勇者の第2節2
雨は止んだ。
のぶあきはまずドロンの情報を集めようとした。
王都、のぶあきの元居城キングダムから少し離れた街。
ドロンと初めて会った街にたどり着いた。
街の名は無い。なの無い街と呼ばれている。
相変わらずの無法地帯だ。
モンスターを相手にし無い分さらに人同士の削り合いが激しくなっていた。
金を持つものと金を削がれ強制労働しているもの。
全ては自分のせいである。
のぶあきは知らぬ顔をし奥へ進んだ。
ゴールドバンク。あの時モンスターに襲われた銀行だ。
のぶあきは扉を開けた。
いらっしゃいませ。
外とは大違いの品性のある服を着ている奴らがいる。
「最近ドロンはきてないのか?」
近くの男に聞いた。
「ドロン様はここ1年は顔を出していません。今は裏稼業と表稼業で忙しいと聞きました。」
「裏稼業‥?」
「はい。裏稼業とは未だ闇で暗躍しているモンスターや人などを退治して政府から裏金をもらっているのです。そしてそれを仲介してるのが‥」
ここで男の声が止まった。
「これは勇者様には関係の無い事でしたね。お城に寝転がっているだけで良い生活なんですから」
「一つだけ言ってやる。今の俺はお城から放り出された冒険者だ。それにこの世界に俺より強い奴などまだまだいる。その裏稼業を引き受けたい。そのうちドロンにも会えるはずだ」
男は手で付いて来いとした。
のぶあきはついていく。
金庫とは違う地下へ続く道。
「モンスターに襲われた時この道が公になら無いか困っていました。ドロンさんには感謝してます。資金の提供もしてくれていますしね」
男と喋りながら奥へ来るとそこには魔界さながらの場所へと繋がっていた。
「こんなもんおおやけにできるわけがねぇ‥」
「流石勇者様。見た事ありますね、この紋章。」
エスベスト山山頂にこの紋章をみた。
魔界と現世をつなぐ術式。
なぜこれがこんなところに‥!?
「この術式は一番古い術式です。初代勇者が生まれ初代魔王を倒す時に倒した時の術式です。そしてこの街が全ての始まりの地。それ故に名前すらを消されました。」
「そんな事があったのか‥。じゃああんたはこの街の本当の名を知っているのか?」
「創世の地エデン。これが本当の名で代々私達に受け継がれてきた書に書いてありました。この事はドロンさんや勇者様他に私達一族が信用した者しか知りません。それ故に他言無用。」
男の声が変わる。
「他に漏らせばあなたであっても消されます。」
のぶあきは驚愕した。と同時に懐かしいものが蘇った。
冒険心。それ以外に何も無い。
人の為に魔王を倒した。人の為に何かをしたかった。
だが今は違う。あと冒険をもう一度したい。
のぶあきは腰に差してある剣を取る。
「天空剣ザンザスですか。良い剣です」
男は知っていた。何もかも知っている。
「俺は全ての街をみて、全てを知ったつもりでいた。だがそれは間違いだった。

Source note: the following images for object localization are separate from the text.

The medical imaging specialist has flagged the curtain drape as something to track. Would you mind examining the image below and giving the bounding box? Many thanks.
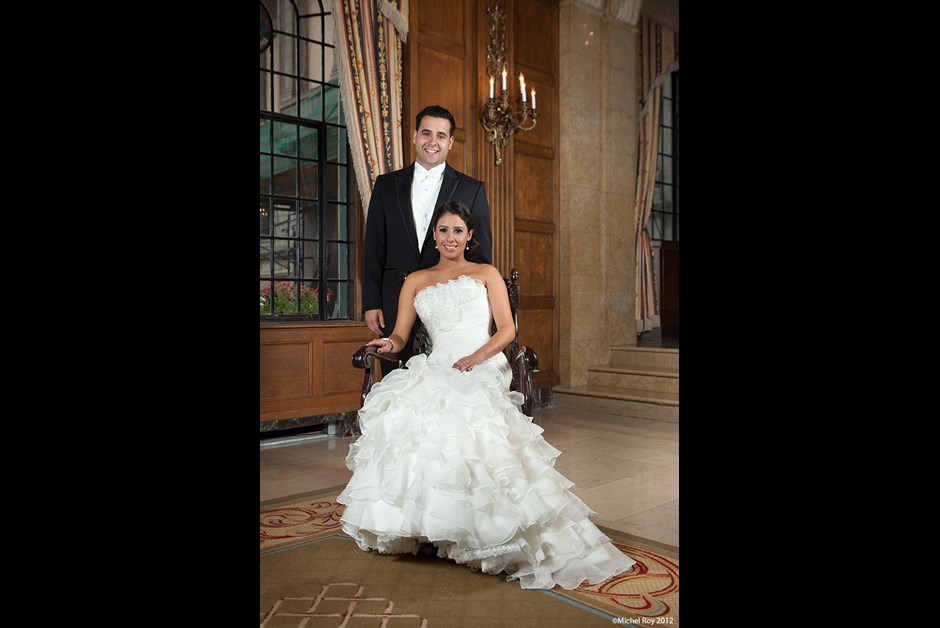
[634,81,663,333]
[333,0,409,212]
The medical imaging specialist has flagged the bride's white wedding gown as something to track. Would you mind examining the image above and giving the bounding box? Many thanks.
[337,275,634,589]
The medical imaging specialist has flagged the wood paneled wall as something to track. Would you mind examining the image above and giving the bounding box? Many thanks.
[402,0,560,386]
[260,323,373,421]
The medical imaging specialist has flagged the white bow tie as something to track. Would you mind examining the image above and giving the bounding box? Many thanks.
[415,168,444,183]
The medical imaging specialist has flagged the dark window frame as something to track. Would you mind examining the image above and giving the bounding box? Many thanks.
[648,70,679,242]
[259,0,357,322]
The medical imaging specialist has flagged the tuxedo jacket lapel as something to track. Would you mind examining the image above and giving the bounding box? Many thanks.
[395,162,418,253]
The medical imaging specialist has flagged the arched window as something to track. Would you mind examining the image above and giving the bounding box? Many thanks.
[649,71,679,242]
[259,0,355,321]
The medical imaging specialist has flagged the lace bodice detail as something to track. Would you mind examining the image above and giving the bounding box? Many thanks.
[414,275,492,360]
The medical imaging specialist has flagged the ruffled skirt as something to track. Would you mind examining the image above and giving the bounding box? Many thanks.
[337,354,634,589]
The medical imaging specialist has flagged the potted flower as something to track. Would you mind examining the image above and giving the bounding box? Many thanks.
[261,281,333,315]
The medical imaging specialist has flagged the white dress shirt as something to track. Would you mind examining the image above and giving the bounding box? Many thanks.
[411,161,447,252]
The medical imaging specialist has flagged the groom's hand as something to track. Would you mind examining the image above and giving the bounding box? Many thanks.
[365,310,385,336]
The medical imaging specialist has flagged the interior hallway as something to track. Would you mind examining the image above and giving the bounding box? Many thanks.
[260,408,679,547]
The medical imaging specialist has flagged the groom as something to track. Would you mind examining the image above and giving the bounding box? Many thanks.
[362,105,493,374]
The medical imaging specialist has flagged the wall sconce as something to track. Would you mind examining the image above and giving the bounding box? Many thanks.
[480,2,538,166]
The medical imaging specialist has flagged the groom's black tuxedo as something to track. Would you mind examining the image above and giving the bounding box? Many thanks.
[362,162,493,346]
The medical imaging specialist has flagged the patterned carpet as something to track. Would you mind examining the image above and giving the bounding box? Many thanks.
[260,487,679,628]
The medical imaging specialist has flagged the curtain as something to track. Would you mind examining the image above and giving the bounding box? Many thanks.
[634,81,663,333]
[333,0,409,212]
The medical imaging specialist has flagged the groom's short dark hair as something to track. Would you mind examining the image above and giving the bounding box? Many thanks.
[415,105,457,137]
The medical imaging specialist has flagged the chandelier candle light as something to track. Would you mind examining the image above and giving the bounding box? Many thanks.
[480,2,538,166]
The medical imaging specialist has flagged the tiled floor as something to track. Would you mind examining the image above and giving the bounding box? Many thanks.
[261,408,679,546]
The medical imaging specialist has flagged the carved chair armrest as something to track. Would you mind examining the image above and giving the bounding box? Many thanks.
[353,345,404,407]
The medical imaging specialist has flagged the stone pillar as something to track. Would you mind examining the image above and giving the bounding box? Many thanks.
[559,0,637,386]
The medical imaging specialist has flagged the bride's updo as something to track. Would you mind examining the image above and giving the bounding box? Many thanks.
[431,201,480,260]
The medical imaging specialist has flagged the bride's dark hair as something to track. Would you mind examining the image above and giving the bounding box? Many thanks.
[431,201,480,259]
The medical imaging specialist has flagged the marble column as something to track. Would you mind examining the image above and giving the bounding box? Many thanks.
[559,0,637,386]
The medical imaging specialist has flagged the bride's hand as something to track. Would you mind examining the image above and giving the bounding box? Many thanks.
[454,353,483,373]
[366,338,392,353]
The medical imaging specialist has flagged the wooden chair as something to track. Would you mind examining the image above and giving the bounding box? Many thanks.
[352,268,539,416]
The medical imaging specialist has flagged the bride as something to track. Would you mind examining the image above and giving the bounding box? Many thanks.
[337,201,634,589]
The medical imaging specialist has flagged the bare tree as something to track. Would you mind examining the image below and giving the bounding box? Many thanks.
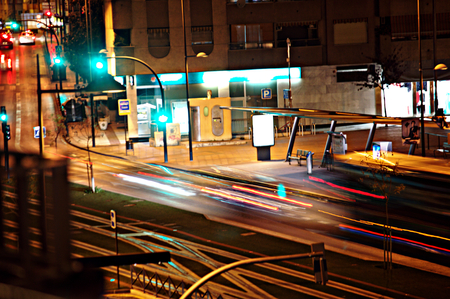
[48,114,67,150]
[72,118,98,193]
[360,154,405,270]
[356,47,406,116]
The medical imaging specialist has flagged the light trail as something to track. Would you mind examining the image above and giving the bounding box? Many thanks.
[309,176,384,199]
[233,185,312,208]
[201,188,278,211]
[114,174,195,196]
[339,224,450,252]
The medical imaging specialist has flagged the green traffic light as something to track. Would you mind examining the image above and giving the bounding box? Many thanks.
[95,61,103,70]
[158,114,168,123]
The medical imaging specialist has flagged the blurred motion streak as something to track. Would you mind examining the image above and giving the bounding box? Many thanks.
[303,180,356,202]
[233,185,312,208]
[201,188,278,211]
[138,171,203,189]
[114,174,195,196]
[318,210,450,241]
[309,176,384,199]
[339,224,450,252]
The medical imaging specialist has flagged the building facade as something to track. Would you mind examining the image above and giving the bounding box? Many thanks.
[105,0,450,137]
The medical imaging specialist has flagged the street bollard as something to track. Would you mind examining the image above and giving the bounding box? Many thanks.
[306,152,314,174]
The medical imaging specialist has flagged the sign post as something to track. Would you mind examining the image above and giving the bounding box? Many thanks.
[118,99,130,155]
[109,210,120,289]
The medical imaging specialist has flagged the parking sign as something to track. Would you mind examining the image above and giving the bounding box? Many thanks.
[261,88,272,100]
[119,100,131,115]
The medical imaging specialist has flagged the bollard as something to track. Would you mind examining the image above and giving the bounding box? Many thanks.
[306,152,314,174]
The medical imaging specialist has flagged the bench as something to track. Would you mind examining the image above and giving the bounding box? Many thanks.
[434,142,450,158]
[288,150,314,166]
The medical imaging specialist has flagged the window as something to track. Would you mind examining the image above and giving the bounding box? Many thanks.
[191,26,214,55]
[147,28,170,58]
[114,29,131,47]
[390,12,450,40]
[275,21,320,47]
[333,18,367,45]
[230,23,273,50]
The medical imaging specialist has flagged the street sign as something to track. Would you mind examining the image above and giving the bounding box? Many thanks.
[93,96,108,101]
[119,100,131,115]
[261,88,272,100]
[109,210,117,228]
[283,89,289,100]
[33,126,47,138]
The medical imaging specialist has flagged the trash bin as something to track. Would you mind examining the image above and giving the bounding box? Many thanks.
[98,118,108,131]
[306,152,314,174]
[125,140,134,150]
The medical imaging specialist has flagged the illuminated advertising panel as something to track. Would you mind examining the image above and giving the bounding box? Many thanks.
[252,114,275,147]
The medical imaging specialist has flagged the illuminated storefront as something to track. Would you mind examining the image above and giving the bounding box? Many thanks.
[136,67,301,135]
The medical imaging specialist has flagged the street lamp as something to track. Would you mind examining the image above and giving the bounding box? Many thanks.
[417,0,425,157]
[181,0,208,161]
[99,49,168,163]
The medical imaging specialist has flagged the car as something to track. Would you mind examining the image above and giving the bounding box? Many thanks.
[0,54,12,71]
[0,29,14,49]
[19,30,36,45]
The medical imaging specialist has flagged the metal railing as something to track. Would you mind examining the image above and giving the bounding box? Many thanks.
[130,265,223,299]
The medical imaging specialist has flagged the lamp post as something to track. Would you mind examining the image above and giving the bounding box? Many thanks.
[181,0,194,161]
[100,50,168,163]
[181,0,208,161]
[417,0,425,157]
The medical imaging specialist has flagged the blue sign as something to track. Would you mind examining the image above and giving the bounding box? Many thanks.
[119,99,131,115]
[33,126,47,138]
[261,88,272,100]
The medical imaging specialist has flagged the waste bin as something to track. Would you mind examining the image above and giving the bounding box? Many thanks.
[98,118,108,131]
[306,152,314,174]
[125,140,134,150]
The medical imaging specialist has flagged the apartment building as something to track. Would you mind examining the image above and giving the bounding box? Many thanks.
[105,0,450,137]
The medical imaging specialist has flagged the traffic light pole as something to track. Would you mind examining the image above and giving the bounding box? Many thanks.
[2,122,9,179]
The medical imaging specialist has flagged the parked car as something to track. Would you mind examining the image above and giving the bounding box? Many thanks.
[19,30,36,45]
[0,29,14,49]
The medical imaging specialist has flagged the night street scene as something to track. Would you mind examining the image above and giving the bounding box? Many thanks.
[0,0,450,299]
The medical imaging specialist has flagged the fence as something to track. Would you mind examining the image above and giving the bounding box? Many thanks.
[130,265,223,299]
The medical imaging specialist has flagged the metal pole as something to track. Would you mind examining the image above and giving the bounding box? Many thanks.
[2,122,9,180]
[181,0,194,161]
[36,54,44,157]
[417,0,425,157]
[89,93,95,147]
[433,0,439,114]
[106,56,168,163]
[115,226,120,289]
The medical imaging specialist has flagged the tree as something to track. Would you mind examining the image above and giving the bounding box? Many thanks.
[48,114,67,150]
[71,117,100,193]
[360,154,405,270]
[65,0,105,80]
[357,47,406,116]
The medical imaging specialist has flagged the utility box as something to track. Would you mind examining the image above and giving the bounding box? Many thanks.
[189,97,232,141]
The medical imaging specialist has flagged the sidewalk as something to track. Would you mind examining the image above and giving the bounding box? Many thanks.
[55,62,450,276]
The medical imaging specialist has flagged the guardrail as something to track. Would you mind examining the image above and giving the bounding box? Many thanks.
[425,132,447,149]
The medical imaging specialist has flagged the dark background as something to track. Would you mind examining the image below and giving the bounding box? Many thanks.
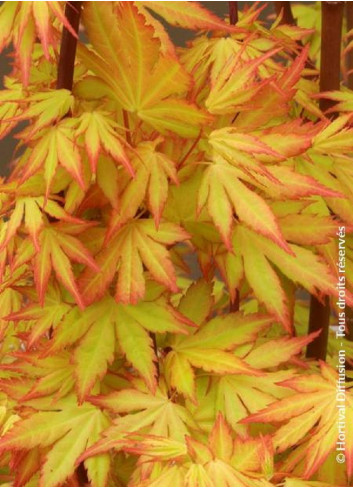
[0,1,273,176]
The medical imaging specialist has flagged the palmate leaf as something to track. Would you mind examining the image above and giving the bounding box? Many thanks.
[220,226,340,332]
[0,397,110,487]
[76,110,134,176]
[2,283,71,348]
[0,77,23,139]
[80,380,198,458]
[165,313,271,401]
[21,119,85,193]
[34,225,99,308]
[205,49,278,114]
[45,297,193,401]
[109,139,178,233]
[187,333,317,435]
[0,193,84,251]
[78,2,210,137]
[1,350,75,407]
[13,89,74,135]
[198,164,291,253]
[99,414,273,487]
[79,219,189,304]
[0,1,77,86]
[243,362,353,479]
[136,2,236,31]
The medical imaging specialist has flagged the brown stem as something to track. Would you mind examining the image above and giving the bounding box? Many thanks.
[229,290,240,312]
[123,109,131,146]
[228,2,240,312]
[56,2,82,90]
[228,2,238,25]
[320,2,344,113]
[306,295,330,360]
[56,2,89,487]
[274,2,295,25]
[306,2,344,360]
[346,2,353,90]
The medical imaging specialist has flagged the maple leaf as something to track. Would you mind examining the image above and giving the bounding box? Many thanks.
[34,226,99,308]
[226,226,337,332]
[0,398,109,487]
[110,139,178,233]
[190,333,317,430]
[79,219,189,304]
[242,362,353,479]
[0,1,77,86]
[0,77,23,139]
[205,49,278,114]
[4,284,71,348]
[136,2,236,31]
[46,297,193,402]
[82,380,198,458]
[0,193,84,251]
[165,314,270,401]
[1,351,74,406]
[76,110,134,176]
[78,2,210,137]
[21,119,85,196]
[198,164,291,253]
[13,89,74,139]
[106,415,273,487]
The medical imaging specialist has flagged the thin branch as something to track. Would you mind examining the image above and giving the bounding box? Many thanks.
[274,2,295,25]
[56,2,82,91]
[346,2,353,90]
[123,109,131,146]
[228,2,238,25]
[306,2,344,360]
[228,2,240,312]
[56,2,88,487]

俺が旅に出て初期の街ですら俺の知ら無いことがあった。」
「あなたは表世界の勇者であっても裏の世界では少々名の知れた者です。のぶあき様これの最終目的はみな同じなのですが‥」
男は初めて顔に淀みを見せる。
「現世、魔界、どちらにも王がいる。現世の王は勇者様、魔界の王は魔王様。そしてどちらにもそれより強い者もいるのです」
「それってもしかして‥神か‥?」
「左様。神です。神様や魔神様もいられるのです。そして裏の世界の住民はみなしてこの方達を倒そうとするのです。なぜならば‥」
ゴクリッ‥。
のぶあきはつばをのみこんだ。
「神の力を手に入れようとするからです」
神の力を手に入れる‥だと‥。
「そんな事があるのか?そんな事をしてどうするんだ?」
「神の力がどの様な者かも私は知りません。それはあなた自身で探ってください。奥にドロンさんも居られるはずです。」
こんなドキドキするものがまだ眠っていたのか。
のぶあきはそれしか考えていなかった。
「ですが所詮は言い伝えです。神など口論上の絵なのかもしれません。それでもいかれますか?」
あぁ、俺は行くさ。
男には聞こえたのか聞こえて無いかはわからない。
どうでも良いのだ。のぶあきからすれば。
のぶあきは術式の中へ飛び込んだ。